I wasn't aware of that implementation detail. Hey, now I respect PHP even less than I did before.

Your solution makes for some good boilerplate, but things like that are exactly why I use Python for everything it makes sense for: these things are baked into the language (in Python it would be array.get(key, default) ).


Yeah, it's part of Scala's type system, too - (Option, and Some or None. Better language designers go to great lengths to make simple things like null values well covered). Python will throw a fatal error and exits on reference to a nonexistent Dictionary key, but PHP blithely fills in the value with something falsy and continues.

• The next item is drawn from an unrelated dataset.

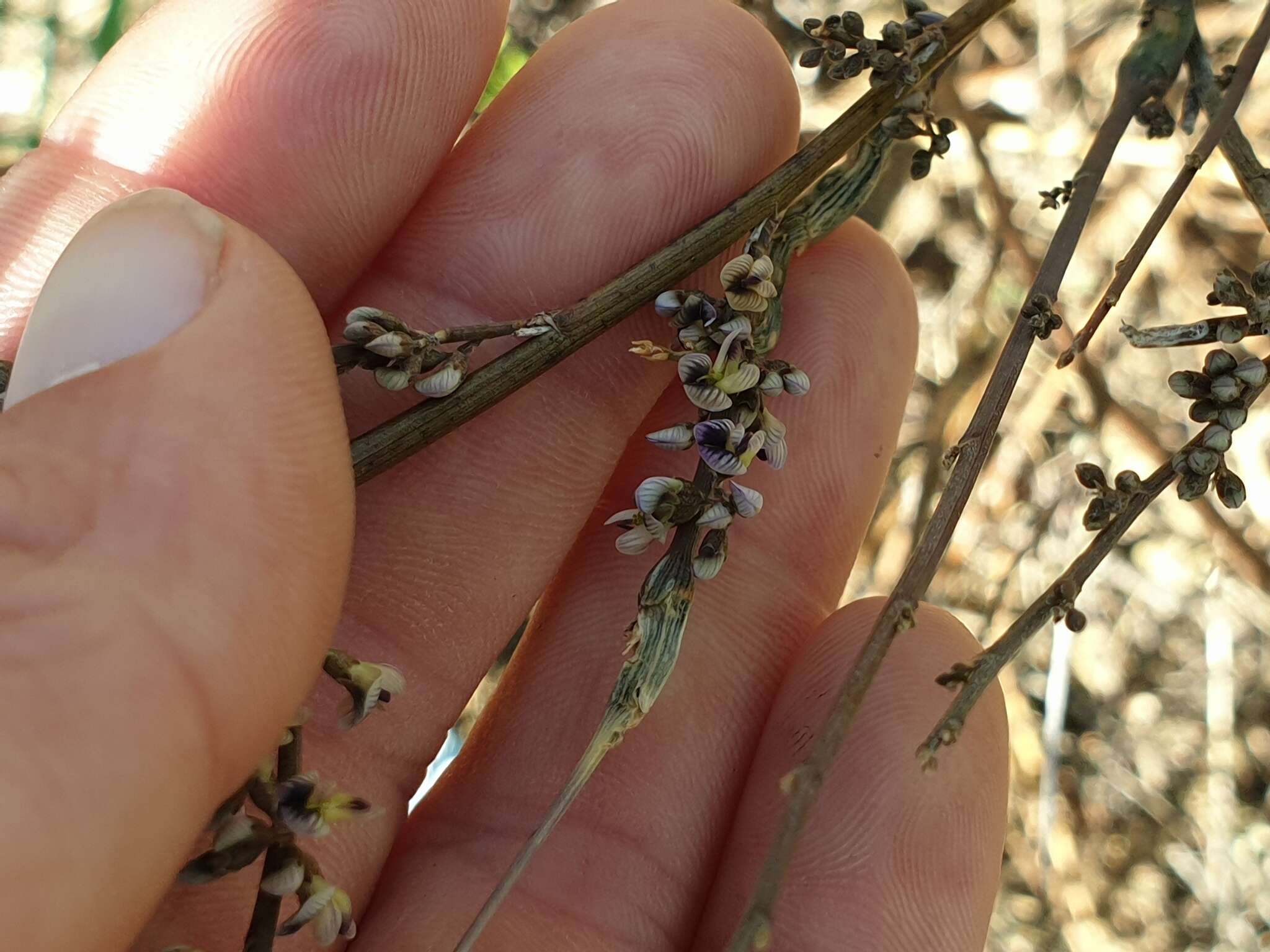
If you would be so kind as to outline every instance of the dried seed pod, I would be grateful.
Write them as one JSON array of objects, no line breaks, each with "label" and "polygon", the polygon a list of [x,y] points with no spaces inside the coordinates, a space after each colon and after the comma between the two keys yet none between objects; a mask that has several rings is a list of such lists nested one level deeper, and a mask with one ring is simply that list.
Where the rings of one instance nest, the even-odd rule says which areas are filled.
[{"label": "dried seed pod", "polygon": [[1115,487],[1120,493],[1137,493],[1142,489],[1142,477],[1133,470],[1121,470],[1115,475]]},{"label": "dried seed pod", "polygon": [[804,50],[803,55],[798,58],[798,65],[806,69],[815,69],[820,65],[824,58],[824,47],[814,46],[810,50]]},{"label": "dried seed pod", "polygon": [[1223,373],[1229,373],[1238,363],[1240,362],[1234,359],[1234,354],[1228,350],[1209,350],[1204,357],[1204,373],[1209,377],[1217,377]]},{"label": "dried seed pod", "polygon": [[1240,360],[1232,372],[1234,377],[1247,383],[1250,387],[1260,387],[1266,382],[1265,362],[1257,357]]},{"label": "dried seed pod", "polygon": [[1090,532],[1096,532],[1097,529],[1105,529],[1111,524],[1111,519],[1115,513],[1107,508],[1106,501],[1101,496],[1095,496],[1090,500],[1090,504],[1085,506],[1085,528]]},{"label": "dried seed pod", "polygon": [[1243,500],[1248,498],[1248,491],[1243,486],[1243,480],[1226,467],[1218,470],[1217,477],[1213,482],[1217,489],[1217,498],[1227,509],[1238,509],[1243,505]]},{"label": "dried seed pod", "polygon": [[913,164],[908,169],[908,176],[916,182],[930,175],[932,157],[932,154],[925,149],[913,152]]},{"label": "dried seed pod", "polygon": [[1226,426],[1210,423],[1204,428],[1200,443],[1209,449],[1215,449],[1218,453],[1224,453],[1231,448],[1231,432]]},{"label": "dried seed pod", "polygon": [[1199,400],[1208,396],[1209,380],[1195,371],[1175,371],[1168,374],[1168,388],[1186,400]]},{"label": "dried seed pod", "polygon": [[1184,503],[1199,499],[1208,493],[1208,484],[1212,479],[1212,476],[1204,476],[1198,472],[1182,473],[1182,477],[1177,481],[1177,498]]},{"label": "dried seed pod", "polygon": [[1196,447],[1186,454],[1186,466],[1191,472],[1198,472],[1200,476],[1212,476],[1217,472],[1220,462],[1222,456],[1219,453],[1203,447]]},{"label": "dried seed pod", "polygon": [[375,371],[375,382],[385,390],[405,390],[410,386],[410,374],[400,367],[380,367]]},{"label": "dried seed pod", "polygon": [[1095,463],[1077,463],[1076,481],[1085,489],[1106,489],[1107,477],[1102,467]]},{"label": "dried seed pod", "polygon": [[1236,380],[1233,374],[1223,373],[1213,377],[1212,393],[1214,400],[1228,404],[1232,400],[1238,400],[1241,392],[1243,392],[1243,383]]}]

I'd rather be using Python too, but for some apps we have to work with a lot of PHP legacy code, so I do what I can.


To be fair, Python doesn't throw a fatal error. It throws an Exception, which most people know to handle. The idiom is use a try/except block, but if you're clever you can usually avoid the need.

Scala borrows the option types from SML (or, at least, SML has them and is much older). I love SML for its strict semantics (if something passes through the type system it most likely works as expected), but sadly design really doesn't inform platform choice (case in point: C++ is still common. I don't hate it as much as some people do, but it can't be said to be particularly well designed).


Hey, in case you are interested I constructed a reply to your post here: http://commonphp.blogspot.com/2011/05/keyword-functions-in-p...

In a nut shell though it's essentially a write up of my library which allows for creating keyword function wrappers so you can do stuff like:

   myStrPos(
       needle, 'peter', 
       haystack, 'is peter in here?'
   );


Isn't a wrapper function the solution to this? Or even... a wrapper function that takes an associative array of options as an argument.